Что есть этот загадочный мир, пытались объяснить (если не начинать плясать уж от самой печки – Платона и, например, И.Г. Фихте) и Людвиг Витгенштейн (с его "границами моего языка, определяющими границы моего мира"), и Ролан Барт в своих "Мифологиях" (через разработанное им семиотическое понятие "мифа"), и Жан Бодрийяр (в частности, в "Символическом обмене и смерти", "Политической экономии знака" и, наконец, "Симуляции и симулякрах") с Жилем Делезом (см. "Различие и повторение") – оба они говорили о "симулякрах". Ричард Докинз предложил использовать понятие "мема", реплицирующего, подобно генам, культуру. Его последователи создали целое направление исследований – "меметику", из которой, собственно, и выросли социально-политизированные идеи "инфосреды" и "медиа-вируса" Дугласа Рашкоффа, "психических вирусов" Ричарда Броуди, "пустышки" Николаса Kappa и т. д. и т. п.
Каждый из них, включая Грегори Бейтсона, Дэниела Деннета, Василия Васильевича Налимова и многих-многих других (это как раз тот случай, когда лучше вообще никого не упоминать, чтобы никого не обидеть), что-то внес в понимание той реальности, которая на самом-то деле и является для нас основной, а для нашей субъективности – так и вовсе единственной. Но никому до сих пор так и не удалось назвать ее общеупотребимым впоследствии термином.

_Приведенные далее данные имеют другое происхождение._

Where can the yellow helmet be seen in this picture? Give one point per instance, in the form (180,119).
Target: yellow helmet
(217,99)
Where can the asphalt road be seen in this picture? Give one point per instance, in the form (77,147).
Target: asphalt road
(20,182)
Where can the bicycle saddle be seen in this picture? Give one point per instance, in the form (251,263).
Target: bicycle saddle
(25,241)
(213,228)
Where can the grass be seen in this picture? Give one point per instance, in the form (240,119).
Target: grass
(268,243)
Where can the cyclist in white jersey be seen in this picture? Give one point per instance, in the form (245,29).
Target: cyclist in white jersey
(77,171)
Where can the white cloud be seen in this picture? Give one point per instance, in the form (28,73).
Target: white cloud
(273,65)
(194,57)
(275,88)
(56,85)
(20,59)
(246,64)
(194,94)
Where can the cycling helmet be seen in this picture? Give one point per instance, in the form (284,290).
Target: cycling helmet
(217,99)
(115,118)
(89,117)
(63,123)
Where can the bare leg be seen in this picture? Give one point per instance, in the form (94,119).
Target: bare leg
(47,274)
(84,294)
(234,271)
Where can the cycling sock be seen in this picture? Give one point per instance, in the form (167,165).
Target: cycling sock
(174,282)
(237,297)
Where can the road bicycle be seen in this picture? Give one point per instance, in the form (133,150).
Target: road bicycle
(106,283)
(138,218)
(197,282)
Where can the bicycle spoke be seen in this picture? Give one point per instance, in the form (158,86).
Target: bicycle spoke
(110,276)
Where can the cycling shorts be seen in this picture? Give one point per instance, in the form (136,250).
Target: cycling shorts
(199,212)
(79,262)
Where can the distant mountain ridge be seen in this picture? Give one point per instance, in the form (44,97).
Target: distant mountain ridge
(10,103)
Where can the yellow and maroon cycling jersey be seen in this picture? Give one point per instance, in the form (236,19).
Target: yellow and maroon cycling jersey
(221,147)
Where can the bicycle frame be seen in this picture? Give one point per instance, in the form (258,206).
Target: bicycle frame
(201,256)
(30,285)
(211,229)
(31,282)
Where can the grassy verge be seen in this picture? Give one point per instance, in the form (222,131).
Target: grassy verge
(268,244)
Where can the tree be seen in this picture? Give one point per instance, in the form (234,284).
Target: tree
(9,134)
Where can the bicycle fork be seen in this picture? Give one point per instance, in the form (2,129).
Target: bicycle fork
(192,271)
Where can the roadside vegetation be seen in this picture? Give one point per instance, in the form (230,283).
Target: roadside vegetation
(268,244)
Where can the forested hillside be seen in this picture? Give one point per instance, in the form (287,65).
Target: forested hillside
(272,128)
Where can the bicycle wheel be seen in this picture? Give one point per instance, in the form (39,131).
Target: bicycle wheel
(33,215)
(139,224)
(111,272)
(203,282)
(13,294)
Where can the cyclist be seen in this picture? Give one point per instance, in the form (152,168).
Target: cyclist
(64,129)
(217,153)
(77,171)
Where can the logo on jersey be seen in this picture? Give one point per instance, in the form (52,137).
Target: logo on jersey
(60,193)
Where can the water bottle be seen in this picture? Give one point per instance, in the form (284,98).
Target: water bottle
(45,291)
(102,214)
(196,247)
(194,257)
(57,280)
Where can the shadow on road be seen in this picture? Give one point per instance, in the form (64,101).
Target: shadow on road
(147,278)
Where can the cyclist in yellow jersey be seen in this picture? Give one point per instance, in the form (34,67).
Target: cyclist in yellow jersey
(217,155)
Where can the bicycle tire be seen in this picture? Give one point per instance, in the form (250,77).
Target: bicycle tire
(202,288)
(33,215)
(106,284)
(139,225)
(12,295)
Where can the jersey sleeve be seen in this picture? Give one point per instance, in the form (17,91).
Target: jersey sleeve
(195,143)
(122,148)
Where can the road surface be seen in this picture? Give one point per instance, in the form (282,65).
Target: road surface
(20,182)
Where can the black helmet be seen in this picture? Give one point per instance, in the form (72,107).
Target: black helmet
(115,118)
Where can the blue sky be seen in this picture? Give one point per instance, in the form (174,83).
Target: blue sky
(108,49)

Обнаруживающаяся здесь терминологическая трудность весьма естественна и неизбежна. Неологизмы (например, "ноосфера") не приживаются, поскольку кажутся слишком оторванными от очевидности той реальности, которую они силятся означить; кроме того, нас не может не смущать несоответствие масштабов – какому слову мы доверим означить весь наш мир разом? А ведь именно таким образом и обстоят дела: все, что мы считаем "объективным" и "материальным", всегда и только – дано нам через эту сферу идеального, а потому для нас на самом-то деле нет ничего, что лежало бы за его – этого "идеального" мира – пределами. Потому, видимо, и попытки воспользоваться уже знакомыми словами, придав им новый смысл, оказались исторически несостоятельными: "культура", "лингвистическая картина мира", "массовое сознание", "информационная среда" и т. д. – все они хороши, но акцентируют лишь какие-то аспекты той реальности (сферы, среды и т. п.), о которой идет речь, но не могут ухватить ее целиком.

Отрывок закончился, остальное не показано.